I rode away from Margery Key's, having been delayed but a moment,
and the quaver of her blessings was yet in my ears, when verily I
did see that which I have never understood. As I live, there passed
from the house of that ne'er-do-well next door, which was closed
tightly as if to assure folk that all therein were sound asleep, a
bright light like a torch, but no man carried it, and it crossed the
road and was away over the meadows, and no man whom I saw carried
it, and it waved in the wind like a torch streaming back, and I knew
it for a corpse candle. And that same night the man who dwelt in
that house was slain while pulling up the tobacco plants.
I rode fast, marvelling a little upon this strange sight, yet,
though marvelling, not afraid, for things that I understand not, and
that seem to savour of something outside the flesh, have always
rather aroused me to rage as of one who was approached by other than
the given rules of warfare rather than fear. I have always argued
that an apparition should attack only his own kind, and hath no
right to leave his own battlefield for ours, when we be at a
disadvantage by our lack of understanding as to weapons. So if I had
time I would have ridden after that corpse candle and gotten, if I
could, a sight of the bearer had he been fiend or spook, but I knew
that I had none to lose. So I rode on hard to Barry Upper Branch.

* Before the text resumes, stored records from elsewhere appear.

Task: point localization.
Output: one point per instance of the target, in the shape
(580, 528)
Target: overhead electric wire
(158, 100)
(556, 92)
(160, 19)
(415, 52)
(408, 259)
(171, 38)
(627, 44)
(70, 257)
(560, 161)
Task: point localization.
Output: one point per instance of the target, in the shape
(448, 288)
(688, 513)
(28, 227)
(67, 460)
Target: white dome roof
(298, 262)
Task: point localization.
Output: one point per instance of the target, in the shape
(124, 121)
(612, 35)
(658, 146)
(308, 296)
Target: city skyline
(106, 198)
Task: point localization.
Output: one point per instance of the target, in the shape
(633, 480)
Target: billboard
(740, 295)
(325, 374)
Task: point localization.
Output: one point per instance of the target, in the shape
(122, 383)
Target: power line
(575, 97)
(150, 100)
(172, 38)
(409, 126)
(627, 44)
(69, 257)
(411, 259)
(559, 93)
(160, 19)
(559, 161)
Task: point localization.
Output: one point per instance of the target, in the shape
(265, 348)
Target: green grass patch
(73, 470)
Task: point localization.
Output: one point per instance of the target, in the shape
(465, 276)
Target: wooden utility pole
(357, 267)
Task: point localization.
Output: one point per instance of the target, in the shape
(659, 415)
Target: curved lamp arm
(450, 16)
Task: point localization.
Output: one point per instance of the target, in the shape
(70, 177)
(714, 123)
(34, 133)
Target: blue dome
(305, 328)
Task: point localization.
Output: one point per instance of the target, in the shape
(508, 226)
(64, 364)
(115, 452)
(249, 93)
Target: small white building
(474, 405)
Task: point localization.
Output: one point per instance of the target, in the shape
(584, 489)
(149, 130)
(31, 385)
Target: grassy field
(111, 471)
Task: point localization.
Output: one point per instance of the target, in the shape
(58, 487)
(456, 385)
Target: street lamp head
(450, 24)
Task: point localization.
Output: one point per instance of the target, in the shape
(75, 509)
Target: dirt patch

There was an air of mystery about the whole place that night, though
it were hard to see the use of it. Whereas, generally speaking,
there was a broad blazon of light from all the windows often to the
revealing of strange sights within, the shutters were closed, and
only by the lines of gold at top and bottom would one have known the
house was lit at all. And whereas there were always to be seen
horses standing openly before the porch, this night one knew there
were any about only by the sound of their distant stamping. And yet
this was the night when all mystery of plotting was to be resolved
into the wind of action.
I entered and found a great company assembled in the hall, and all
equipped with knives for the cutting of the tobacco plants, and
arms, for the militia, as was afterwards proved, was an uncertain
quantity. One minute the soldiers were for the government, when the
promises as to their pay were specious, and the next, when the pay
was not forthcoming, for the rioters, and there was no stability
either for the one cause or the other in them.